Allein in den vergangenen zehn Monaten sei der Riss um einen Millimeter gewachsen, sagt Ulrich Fuchs, der stellvertretende Vorsitzende des Kirchenvorstands. Im März fiel auf der genüberliegenden Seite des Kirchenschiffs Putz herab. Inzwischen steht fest: 2016 soll das Gotteshaus aufwendig saniert werden. Eine unmittelbare Gefahr für die Standfestigkeit des Gebäudes besteht nicht.

Die Ursache für die Risse, die quer durch die Kirchenwände gehen, ist noch unklar. Erstmals waren sie im Jahr 2006 aufgefallen. Bereits vor vier Jahren hatte der Kirchenvorstand zwei Sachverständige eingeschaltet. Eine Gutachterin wollte damals nicht ausschließen, dass der Bau des Sea Life Centers, das im Dezember 2005 in unmittelbarer Nähe eröffnet wurde, die Ursache gewesen sein könnte. Diese Theorie ist vom Tisch. "Ein neues Gutachten hat ergeben, dass ein Zusammenhang mit dem Bau des Sea Life Centers auszuschließen ist", sagt Fuchs.
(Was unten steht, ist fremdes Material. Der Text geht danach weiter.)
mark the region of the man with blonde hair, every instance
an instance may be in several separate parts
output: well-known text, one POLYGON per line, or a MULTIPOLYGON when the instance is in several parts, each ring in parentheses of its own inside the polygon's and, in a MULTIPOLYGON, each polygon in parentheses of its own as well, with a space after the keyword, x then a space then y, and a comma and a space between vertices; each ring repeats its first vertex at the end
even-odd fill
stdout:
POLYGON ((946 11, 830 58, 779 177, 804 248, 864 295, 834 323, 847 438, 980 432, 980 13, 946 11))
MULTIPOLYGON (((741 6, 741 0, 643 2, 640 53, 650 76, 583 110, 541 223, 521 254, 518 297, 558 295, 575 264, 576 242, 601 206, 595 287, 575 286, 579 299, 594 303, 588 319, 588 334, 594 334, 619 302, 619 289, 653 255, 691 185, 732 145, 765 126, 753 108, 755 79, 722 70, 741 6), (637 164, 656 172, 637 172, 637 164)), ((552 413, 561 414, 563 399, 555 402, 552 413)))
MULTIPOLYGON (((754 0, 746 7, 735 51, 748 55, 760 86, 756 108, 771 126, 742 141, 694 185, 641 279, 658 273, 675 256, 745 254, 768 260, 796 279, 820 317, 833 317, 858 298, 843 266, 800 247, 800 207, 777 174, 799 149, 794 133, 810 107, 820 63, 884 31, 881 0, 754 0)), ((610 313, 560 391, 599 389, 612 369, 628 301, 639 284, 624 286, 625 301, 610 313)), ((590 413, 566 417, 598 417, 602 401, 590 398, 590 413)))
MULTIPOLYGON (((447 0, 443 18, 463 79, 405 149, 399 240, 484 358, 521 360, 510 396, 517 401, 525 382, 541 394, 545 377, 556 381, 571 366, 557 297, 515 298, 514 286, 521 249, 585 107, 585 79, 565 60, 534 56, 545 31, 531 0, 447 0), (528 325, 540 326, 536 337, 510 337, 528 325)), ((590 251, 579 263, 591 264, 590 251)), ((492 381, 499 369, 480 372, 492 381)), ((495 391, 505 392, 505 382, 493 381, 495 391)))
Anfang 2013 hat die Kirchengemeinde Ägidius Strack als Bausachverständigen eingeschaltet. Der Projektleiter für die Sanierung von Schloss Drachenburg und die Neugestaltung des Drachenfelsplateaus nahm daraufhin die Gebäude in einem Umkreis von 250 Metern um die Kirche von außen und - wenn möglich - auch von innen in Augenschein. "Er hat dort keine vergleichbaren Schäden gefunden", berichtet Fuchs. Auch Bodengutachten für das Bauprojekt der Wirtschaftsförderungsgesellschaft (WWG) an der Hauptstraße belegen laut Fuchs den sehr standfesten Untergrund.

Im Archiv der Bezirksregierung fanden sich hingegen alte staatliche Gutachten, die belegen, dass die 1780 erbaute Kirche schon immer statische Probleme hatte. Ende der 1960er Jahre wurden daher bereits Sicherungsmaßnahmen vorgenommen. Die Bezirksregierung kommt ins Spiel, weil es sich bei Sankt Remigius um eine Patronatskirche handelt. Das heißt: Die Finanzierung von Instandhaltung und Sanierung des Kirchenschiffs ist Aufgabe des Landes und nicht der Kirchengemeinde oder des Bistums - und der Turm ist davon also ausgenommen. Das ist der Unterschied zu der wegen des Schimmelbefalls zurzeit geschlossenen Oberdollendorfer Kirche Sankt Laurentius.

In Absprache mit der Bezirksregierung wurde der Auftrag von Strack um zwei Jahre verlängert. Es ist geplant, einen Statiker, der auf historische Bauten spezialisiert ist, hinzuzuziehen, um einen endgültigen Plan für die Sanierung zu erstellen. 2016 ist dann die umfangreiche Innen- und Außensanierung der Kirche geplant. "Der Termin hat den Vorteil, dass dann das Altenheim Haus Katharina fertiggestellt ist und die Wochentagsmessen in der Kapelle stattfinden können", sagt Fuchs. Wie lange die Kirche wegen der Sanierung geschlossen werden muss, ist ebenso noch offen wie die Kosten.